Layers stack vertically and create ambiguity at their boundaries. Is "write small functions" a baseline principle, a clean code standard, or a cognitive directive? In a layered system, the answer is murky, and the concept ends up restated in multiple layers.

Dimensions are orthogonal. They answer different questions: how to think, what quality to hit, what to know. A piece of context can only belong to one dimension because the dimensions don't overlap. This makes deduplication structural rather than something you have to manually maintain.

5. Templates with version placeholders beat static definitions

A specialist pack that says React {detected_version} with conditional rules per version range beats fifty generic React tips. The template captures the decision logic. The project scanner fills in the specifics. When the project upgrades from React 18 to 19, the specialist pack updates automatically — the agent starts recommending Server Components and stops recommending manual memoisation because the version condition changed, not because someone rewrote the prompt.
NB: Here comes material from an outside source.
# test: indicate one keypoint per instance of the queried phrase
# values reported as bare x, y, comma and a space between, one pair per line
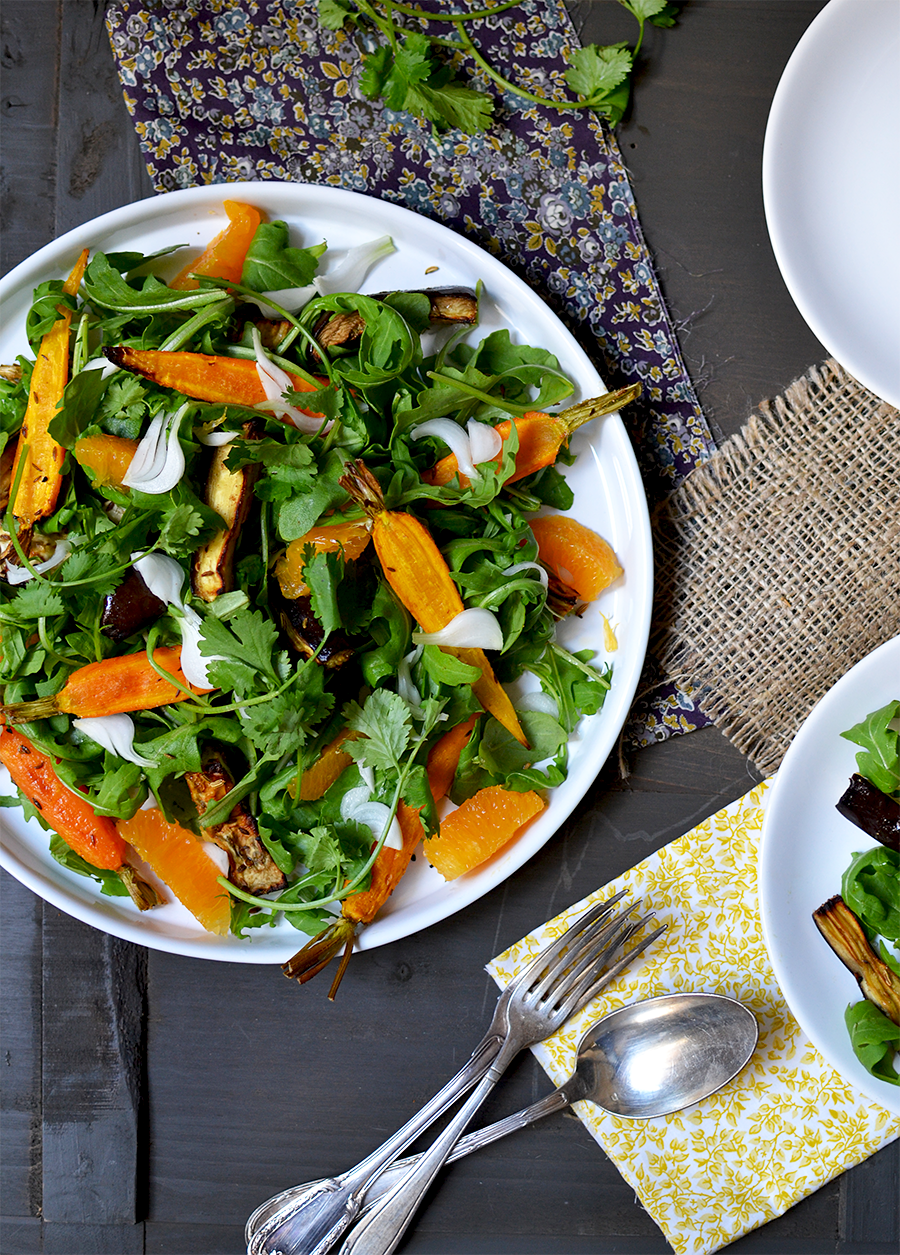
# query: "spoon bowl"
657, 1057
6. Apply a simple test to every piece of context

Ask: "Does this tell the agent something it wouldn't already do from the context it already has?"

If the agent already has MINIMIZE ("least code that solves the problem, nothing speculative"), does it also need YAGNI ("build only what's currently needed")? No. Same instruction. One survives. The other gets deleted.

If the agent has engineering.md with SRP and DIP, does it also need the full five SOLID principles? Only if the other three would change its code generation decisions. In practice, for the scoped tasks agents handle, they don't. So they don't earn their tokens.


This isn't a framework you need to adopt wholesale. The specific dimensions, the specific standards files, the specific posture directives — those reflect my project and my priorities. What I'd encourage you to take away is the mental model: agent context should be orthogonal, selective, and version-aware. Every token should change the agent's behaviour. Everything else is rent you're paying for an empty room.